I would like to use `dplyr` and `RMySQL` to work with my large data. There is no issues with `dplyr` code. The problem (I think) is about exporting data out of `MySQL` to `R`. My connection is dropped every time even I am using `n=Inf` in `collect`. Theoretically, my data should have more than 50K rows, but I can only get around 15K back.
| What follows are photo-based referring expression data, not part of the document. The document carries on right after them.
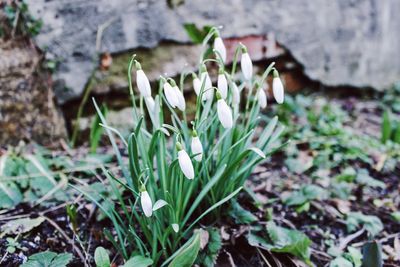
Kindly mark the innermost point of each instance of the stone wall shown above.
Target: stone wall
(339, 42)
(27, 109)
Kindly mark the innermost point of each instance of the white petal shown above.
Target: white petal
(197, 85)
(175, 226)
(220, 48)
(149, 104)
(147, 206)
(235, 94)
(170, 95)
(223, 85)
(143, 83)
(224, 114)
(159, 204)
(277, 88)
(258, 152)
(262, 98)
(196, 148)
(181, 104)
(186, 164)
(247, 66)
(208, 92)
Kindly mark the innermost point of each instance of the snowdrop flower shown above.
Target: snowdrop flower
(262, 98)
(196, 146)
(277, 88)
(205, 79)
(170, 95)
(149, 104)
(196, 84)
(222, 83)
(220, 47)
(142, 81)
(145, 201)
(235, 94)
(184, 162)
(180, 103)
(224, 112)
(246, 64)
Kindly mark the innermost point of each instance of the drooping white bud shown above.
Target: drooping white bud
(235, 94)
(170, 95)
(145, 201)
(206, 80)
(246, 65)
(277, 88)
(224, 112)
(262, 98)
(184, 162)
(149, 104)
(181, 104)
(196, 84)
(220, 48)
(196, 147)
(142, 81)
(222, 84)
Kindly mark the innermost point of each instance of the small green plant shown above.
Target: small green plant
(390, 129)
(48, 259)
(19, 20)
(279, 239)
(12, 245)
(182, 167)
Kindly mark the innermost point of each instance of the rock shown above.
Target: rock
(27, 110)
(340, 42)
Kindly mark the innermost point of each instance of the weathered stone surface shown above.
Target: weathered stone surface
(27, 110)
(339, 42)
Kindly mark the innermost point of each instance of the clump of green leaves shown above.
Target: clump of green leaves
(19, 21)
(390, 128)
(165, 175)
(301, 198)
(371, 223)
(49, 259)
(280, 239)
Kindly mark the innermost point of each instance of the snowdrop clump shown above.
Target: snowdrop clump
(189, 161)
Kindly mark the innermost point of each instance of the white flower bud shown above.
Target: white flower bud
(147, 205)
(170, 95)
(143, 83)
(196, 85)
(205, 79)
(262, 98)
(224, 113)
(196, 147)
(220, 48)
(181, 104)
(184, 162)
(246, 65)
(149, 104)
(277, 88)
(235, 94)
(222, 85)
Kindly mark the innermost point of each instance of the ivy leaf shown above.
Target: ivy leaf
(138, 261)
(372, 255)
(101, 257)
(187, 256)
(340, 262)
(240, 215)
(48, 259)
(364, 178)
(283, 240)
(371, 223)
(209, 255)
(20, 226)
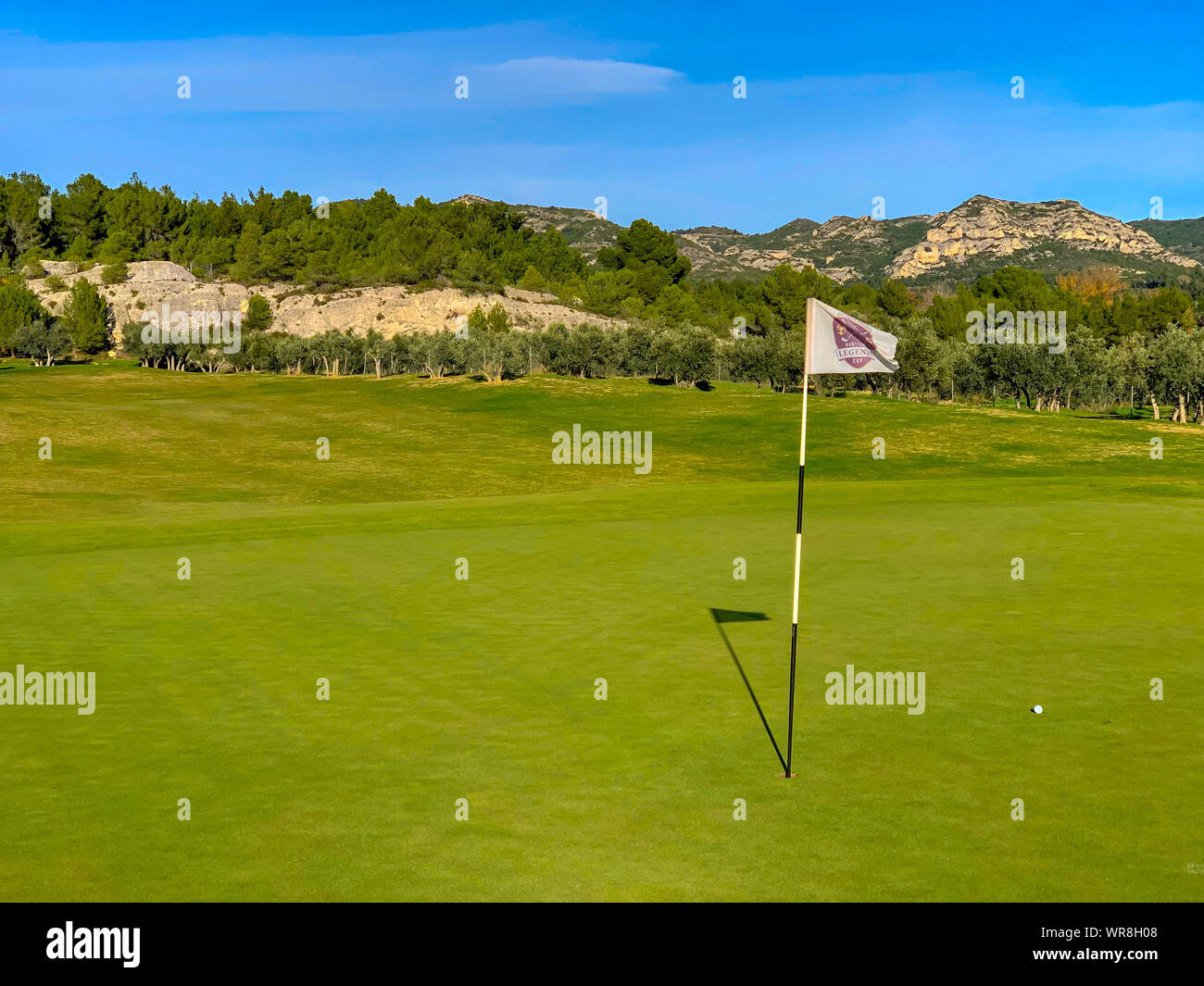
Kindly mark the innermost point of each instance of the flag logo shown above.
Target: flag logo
(839, 343)
(854, 342)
Any suggestions are appreciated.
### Approach 1
library(dplyr)
library(RMySQL)
# Connect to a database and select a table
my_db <- src_mysql(dbname='aermod_1', host = "localhost", user = "root", password = "")
my_tbl <- tbl(my_db, "db_table")
out_summary_station_raw <- select(my_tbl, -c(X, Y, AVERAGE_CONC))
out_station_mean_local <- collect(out_summary_station_raw)
### Approach 2: using `Pool`
library(pool)
library(RMySQL)
library(dplyr)
pool <- dbPool(
drv = RMySQL::MySQL(),
dbname = "aermod_1",
host = "localhost",
username = "root",
password = ""
)
out_summary_station_raw <- src_pool(pool) %>% tbl("aermod_final") %>% select(-c(X, Y, AVERAGE_CONC))
out_station_mean_local <- collect(out_summary_station_raw, n = Inf)
###Warning message (both approaches):
Warning messages:
1: In dbFetch(res, n) : error while fetching rows
2: Only first 15,549 results retrieved. Use n = Inf to retrieve all.